Analysis of DNA Methylation in Young People: Limited Evidence for an Association Between Victimization Stress and Epigenetic Variation in Blood.

Author information

1
From the Social, Genetic, and Developmental Psychiatry Research Centre, the Department of Child and Adolescent Psychiatry, and the Department of Psychological Medicine, Institute of Psychiatry, Psychology, and Neuroscience, King's College London; the National and Specialist Clinic for Child Traumatic Stress and Anxiety Disorders, South London and Maudsley NHS Foundation Trust, London; the Department of Psychology and Neuroscience, Social Science Research Institute, and the Center for Genomic and Computational Biology, Duke University, Durham, N.C.; the Department of Psychiatry and Behavioral Sciences, the Department of Population Health Sciences, and the Department of Medicine, Duke University School of Medicine, Durham, N.C.; the Dunedin Multidisciplinary Health and Development Research Unit, University of Otago, Dunedin, New Zealand; and the Complex Disease Epigenetics Group, University of Exeter Medical School, Exeter, U.K.

Abstract

OBJECTIVE:

DNA methylation has been proposed as an epigenetic mechanism by which early-life experiences become "embedded" in the genome and alter transcriptional processes to compromise health. The authors sought to investigate whether early-life victimization stress is associated with genome-wide DNA methylation.

METHOD:

The authors tested the hypothesis that victimization is associated with DNA methylation in the Environmental Risk (E-Risk) Longitudinal Study, a nationally representative 1994-1995 birth cohort of 2,232 twins born in England and Wales and assessed at ages 5, 7, 10, 12, and 18 years.

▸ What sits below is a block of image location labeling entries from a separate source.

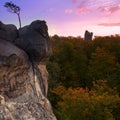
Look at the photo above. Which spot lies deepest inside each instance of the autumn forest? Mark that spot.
(84, 78)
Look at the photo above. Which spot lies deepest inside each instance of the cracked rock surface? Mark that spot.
(23, 74)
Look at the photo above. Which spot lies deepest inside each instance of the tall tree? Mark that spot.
(13, 9)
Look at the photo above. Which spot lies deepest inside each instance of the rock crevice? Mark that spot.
(23, 74)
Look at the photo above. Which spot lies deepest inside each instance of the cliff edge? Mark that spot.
(23, 74)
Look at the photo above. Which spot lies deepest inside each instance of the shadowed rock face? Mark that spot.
(23, 74)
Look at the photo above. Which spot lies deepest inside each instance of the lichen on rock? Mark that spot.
(23, 74)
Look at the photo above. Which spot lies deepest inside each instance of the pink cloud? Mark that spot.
(109, 9)
(83, 9)
(68, 11)
(109, 24)
(74, 1)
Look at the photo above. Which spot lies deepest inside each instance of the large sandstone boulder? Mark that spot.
(23, 76)
(35, 41)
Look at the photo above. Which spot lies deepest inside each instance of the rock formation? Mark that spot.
(23, 74)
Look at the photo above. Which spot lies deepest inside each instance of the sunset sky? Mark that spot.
(68, 17)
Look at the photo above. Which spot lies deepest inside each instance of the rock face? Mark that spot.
(23, 74)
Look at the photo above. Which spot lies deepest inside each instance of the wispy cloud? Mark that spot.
(109, 24)
(74, 1)
(82, 10)
(68, 11)
(109, 9)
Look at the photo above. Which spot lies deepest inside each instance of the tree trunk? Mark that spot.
(19, 19)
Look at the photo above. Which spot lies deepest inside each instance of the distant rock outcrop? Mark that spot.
(23, 74)
(88, 35)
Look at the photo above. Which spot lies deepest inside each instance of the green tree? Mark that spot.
(102, 65)
(13, 9)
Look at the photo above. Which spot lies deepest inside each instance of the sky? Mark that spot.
(68, 17)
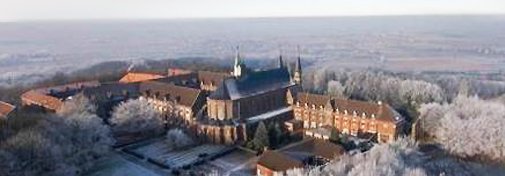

Multiple forms of victimization were ascertained in childhood and adolescence (including physical, sexual, and emotional abuse; neglect; exposure to intimate-partner violence; bullying; cyber-victimization; and crime).

RESULTS:

Epigenome-wide analyses of polyvictimization across childhood and adolescence revealed few significant associations with DNA methylation in peripheral blood at age 18, but these analyses were confounded by tobacco smoking and/or did not survive co-twin control tests. Secondary analyses of specific forms of victimization revealed sparse associations with DNA methylation that did not replicate across different operationalizations of the same putative victimization experience. Hypothesis-driven analyses of six candidate genes in the stress response (NR3C1, FKBP5, BDNF, AVP, CRHR1, SLC6A4) did not reveal predicted associations with DNA methylation in probes annotated to these genes.

CONCLUSIONS:

Findings from this epidemiological analysis of the epigenetic effects of early-life stress do not support the hypothesis of robust changes in DNA methylation in victimized young people. We need to come to terms with the possibility that epigenetic epidemiology is not yet well matched to experimental, nonhuman models in uncovering the biological embedding of stress.